After he was convicted, she went to visit him. Then, the Prison Journalism Project was really born.
“We were behind this plexiglass wall, and he said this thing to me which I always quote as the seed of the Prison Journalism Project. He said ‘Everybody inside here has a story, you’ll just never hear any of them,’” Pasha said.
Pasha used this new program and the resources to teach journalism to those who wanted to learn. The PJP (Prison Journalism Project) School provided resources and training to those who wanted to grow their skills as writers. She was never interested in fully publishing their work until the start of the COVID-19 pandemic.
“We put out an ad in Prison Legal News, which is a popular publication that goes into a lot of prisons around the country, just saying, ‘Hey, we are this new initiative. We want to publish your stories about COVID just to make sure your experiences are being out there for the historical records.’ We got completely flooded,'” Pasha said.
The first stories were then published on their website in April 2020.

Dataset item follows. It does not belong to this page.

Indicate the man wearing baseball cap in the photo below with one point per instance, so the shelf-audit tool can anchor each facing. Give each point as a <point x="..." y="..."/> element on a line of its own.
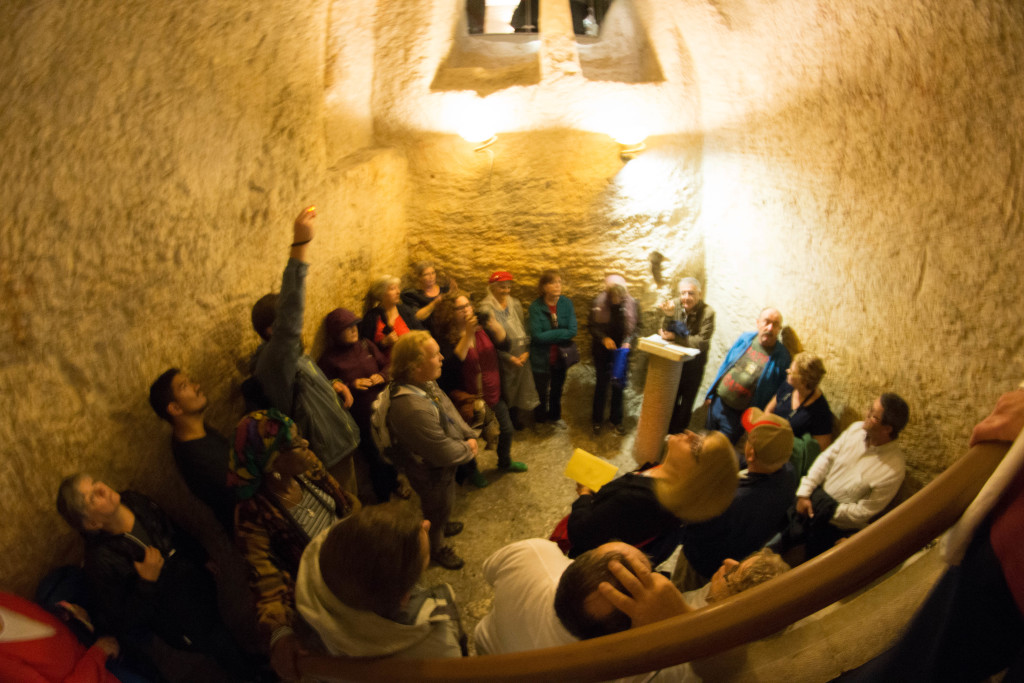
<point x="758" y="511"/>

Pasha and her co-founder, Yukari Iwatani Kane, knew they needed to share their project with the world. The stories were not just about COVID-19, though. They were about racism, the Black Lives Matter movement, parenting, and an extensive number of other topics that incarcerated individuals face on a daily basis.
Over the past year and a half, the Prison Journalism Project has published almost 900 articles, poems, and essays, as well as different forms of media. These stories come from more than 350 writers across 33 states, Canada, and the United Kingdom.
Within the next few years, the PJP hopes to become a national network of prison journalists while continuing to allow them to learn and eventually provide opportunities to the contributors once they are done serving time.
Recently, the project held a fundraising campaign that smashed expectations thanks to generosity from readers and community members.
“I am really grateful to Penn State because they have helped seed us,” Pasha said. “They have helped bring us to life.”
Pasha’s passion for the Prison Journalism Project has carried over to her work at Penn State, too. Since fall 2020, she’d led a special topics communications course that examines how media played a role in the rise of mass incarceration and how it continues to highlight the injustices in the United States’ incarceration system. Last month, the class used Zoom to connect students with incarcerated Prison Journalism Project students.